God helped me face my phobia of needles today. Please don’t scoff. My needle phobia is infamous in my family. The last time I turned up to the doctor’s for a blood test, I’d twice been denied the treatment before they finally stuck me on Valium and gave me a cream to numb my arm. I’d been determined to do better this time. I’d concocted self-glorifying dreams about how it would all happen. I’d envisaged that the nurse would give me my travel vaccinations today while I was placidly reading the 23rd Psalm with an angelic look on my face, after which she’d be moved to wonder where on earth I found such profound peace, having received the report from the receptionist that I was phobic of needles. Needless to say, that wasn’t how it worked out at all.
I’d already disgraced myself before I’d got to the point of calling on God to help me today. Far from reclining serenely onto the bed to receive the vaccinations, I was shaking and crying and cringing and dizzy and wheezing, and, to my shame, stammering an excuse that last time they gave me drugs. As the nurse got the first of the two jabs ready it was no consolation that she’d called another nurse into the room to hold my hand (or to hold me down?), nor was it any consolation to talk about how much I was looking forwards to going on holiday, or where I was going to go, or what I’d be doing there. As well-meaning as the lady staring into my eyes seemed to be, she couldn’t comfort me, and nor could my future plans, and nor could the reassurance that it was all going to be okay, or the knowledge that this ordeal might save me from disease and possibly death one day. There was nothing I knew I could trust in the nurse’s kindly eyes. You can sometimes kid yourself about where your heart’s mainstay and consolation lies; when you’re quite at ease, you can pretend and you can doubt. But a phobic fear is the fear of death. In times of phobic panic you have that fear in you; you surrender the control of your rational faculties, and if your heart knows where the source of its comfort lies it screams out for it, and that’s the point where you can’t kid yourself any more. As the panic escalated today I shut both of the nurses out along with their well-meant words and cried, repeatedly, ‘My God, help me. My Jesus, help me’. God gave me the strength to sit tight and take the needle, and then ask the nurse for the next one, and then the next one after that – until she informed me that there weren’t any more and that I was free to go. I can’t believe how much easier my Lord made it for me at the moment when I called on him. All I had to do was call and the experience became one in which I could take the first jab and then say “Next, please”. To be honest, part of me was even slightly disappointed when it was over. I was enjoying watching him conquer me.
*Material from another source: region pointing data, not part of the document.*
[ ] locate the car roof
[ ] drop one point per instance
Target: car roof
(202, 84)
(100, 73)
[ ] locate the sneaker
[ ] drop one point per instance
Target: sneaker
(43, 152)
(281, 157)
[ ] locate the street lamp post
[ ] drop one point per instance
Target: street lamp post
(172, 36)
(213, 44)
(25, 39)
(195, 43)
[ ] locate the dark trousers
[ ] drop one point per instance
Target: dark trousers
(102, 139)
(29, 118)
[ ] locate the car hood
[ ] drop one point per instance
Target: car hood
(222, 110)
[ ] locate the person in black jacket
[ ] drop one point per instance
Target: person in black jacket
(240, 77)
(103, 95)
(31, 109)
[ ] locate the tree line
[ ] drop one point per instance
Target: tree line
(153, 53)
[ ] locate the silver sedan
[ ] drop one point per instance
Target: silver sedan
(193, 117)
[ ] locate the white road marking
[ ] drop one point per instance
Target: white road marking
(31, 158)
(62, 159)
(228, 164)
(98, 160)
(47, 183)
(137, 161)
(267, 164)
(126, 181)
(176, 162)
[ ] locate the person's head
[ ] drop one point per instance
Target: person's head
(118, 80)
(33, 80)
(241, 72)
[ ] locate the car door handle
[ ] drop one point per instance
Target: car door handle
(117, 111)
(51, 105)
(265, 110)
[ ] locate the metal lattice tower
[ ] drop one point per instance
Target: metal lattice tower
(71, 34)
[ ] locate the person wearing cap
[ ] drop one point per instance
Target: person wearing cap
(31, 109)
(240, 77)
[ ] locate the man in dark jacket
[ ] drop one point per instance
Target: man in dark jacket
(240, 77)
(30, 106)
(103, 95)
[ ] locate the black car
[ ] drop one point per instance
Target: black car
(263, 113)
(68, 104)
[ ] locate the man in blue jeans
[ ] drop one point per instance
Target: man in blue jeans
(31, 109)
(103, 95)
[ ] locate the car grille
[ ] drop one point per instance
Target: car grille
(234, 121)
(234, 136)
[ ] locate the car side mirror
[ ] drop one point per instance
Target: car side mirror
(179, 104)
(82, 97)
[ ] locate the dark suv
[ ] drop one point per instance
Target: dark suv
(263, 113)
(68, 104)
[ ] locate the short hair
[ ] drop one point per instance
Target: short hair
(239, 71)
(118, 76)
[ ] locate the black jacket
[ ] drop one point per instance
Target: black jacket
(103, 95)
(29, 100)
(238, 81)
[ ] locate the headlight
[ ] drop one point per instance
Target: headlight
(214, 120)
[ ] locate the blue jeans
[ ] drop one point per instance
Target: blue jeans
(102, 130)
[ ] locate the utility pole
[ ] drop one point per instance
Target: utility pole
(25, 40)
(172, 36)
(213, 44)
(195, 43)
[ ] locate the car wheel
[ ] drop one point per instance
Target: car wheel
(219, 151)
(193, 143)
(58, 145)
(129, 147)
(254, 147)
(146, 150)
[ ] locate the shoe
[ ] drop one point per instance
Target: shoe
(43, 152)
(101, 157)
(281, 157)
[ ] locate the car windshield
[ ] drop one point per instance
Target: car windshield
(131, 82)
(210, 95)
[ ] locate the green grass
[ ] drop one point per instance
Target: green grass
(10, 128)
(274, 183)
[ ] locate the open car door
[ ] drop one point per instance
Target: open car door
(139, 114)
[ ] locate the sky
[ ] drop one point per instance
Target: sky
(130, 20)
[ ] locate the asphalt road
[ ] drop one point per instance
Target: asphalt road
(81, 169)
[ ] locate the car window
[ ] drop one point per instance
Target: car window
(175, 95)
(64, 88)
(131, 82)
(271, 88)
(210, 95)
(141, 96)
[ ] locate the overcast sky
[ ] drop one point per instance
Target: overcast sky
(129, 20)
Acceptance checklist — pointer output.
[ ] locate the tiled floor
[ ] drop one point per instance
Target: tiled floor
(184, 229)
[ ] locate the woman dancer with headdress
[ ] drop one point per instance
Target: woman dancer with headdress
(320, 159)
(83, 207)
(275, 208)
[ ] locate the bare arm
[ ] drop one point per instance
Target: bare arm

I was taken aback when the nurse actually asked me questions my about my faith afterwards. The Lord may have conquered me, but I had been completely self-consumed with my fear, and when the fear had subsided, I was troubled with concerns about my credibility. I knew that the witness hadn’t been good, and I probably looked like the religious hypocrite that I had proven myself to be. I was still feeling shaky and overcome and struggling for words, and I was always aware that the way I’d behaved would in no way have conveyed to her anything positive about the Lord I purport to trust. I nonetheless gave her a brief account of how the Lord drew me to him as she’d requested and I tried to give a reason for my hope, but even here I blew it. I was concerned about the credibility I might have had as a blubbering, quivering shipwreck of a Christian witness at the prospect of a mere vaccination. Because of this I made deliberate reference to the Oxbridge education of my mother in Christ and, once the conversation had moved on from faith matters to my business in Manchester, I dropped the name of my own alma mater also. Though I might have believed at the time that it was merely to dispel the myth that Christians are unthinking and stupid that I had no doubt continued to perpetrate by my actions, as far as the disclosure of my own credentials were concerned it was also partially an attempt to salvage my own face after humiliating myself. I don’t like to imagine the further harm that might have done to my witness. God chooses the foolish things of the world to shame the wise, the weak things of the world to shame the strong; the things that are not, to shame things that are. The cross, which is the power of God to those who are being saved, is foolishness to those who are perishing. Why didn’t I trust and believe in that Word and let myself suffer to be thought foolish and weak, rather than exalting myself in arrogance?
I’m extremely grateful that God moved my heart to cry out to him today, and that he gave me strength when I cried out, even though I disgraced myself in front of the nurses and spoke in a self-serving way about myself. In spite of my own shoddy conduct, he has given me great assurance of faith today, and it has made me very glad. Anything I tried to use to glorify myself, God ordained to humiliate me. It mortifies me, and I rejoice in that. God glorified himself by the strength he gave me when I helplessly called on him, and let my vainglorious pretention be a witness against my vainglorious heart.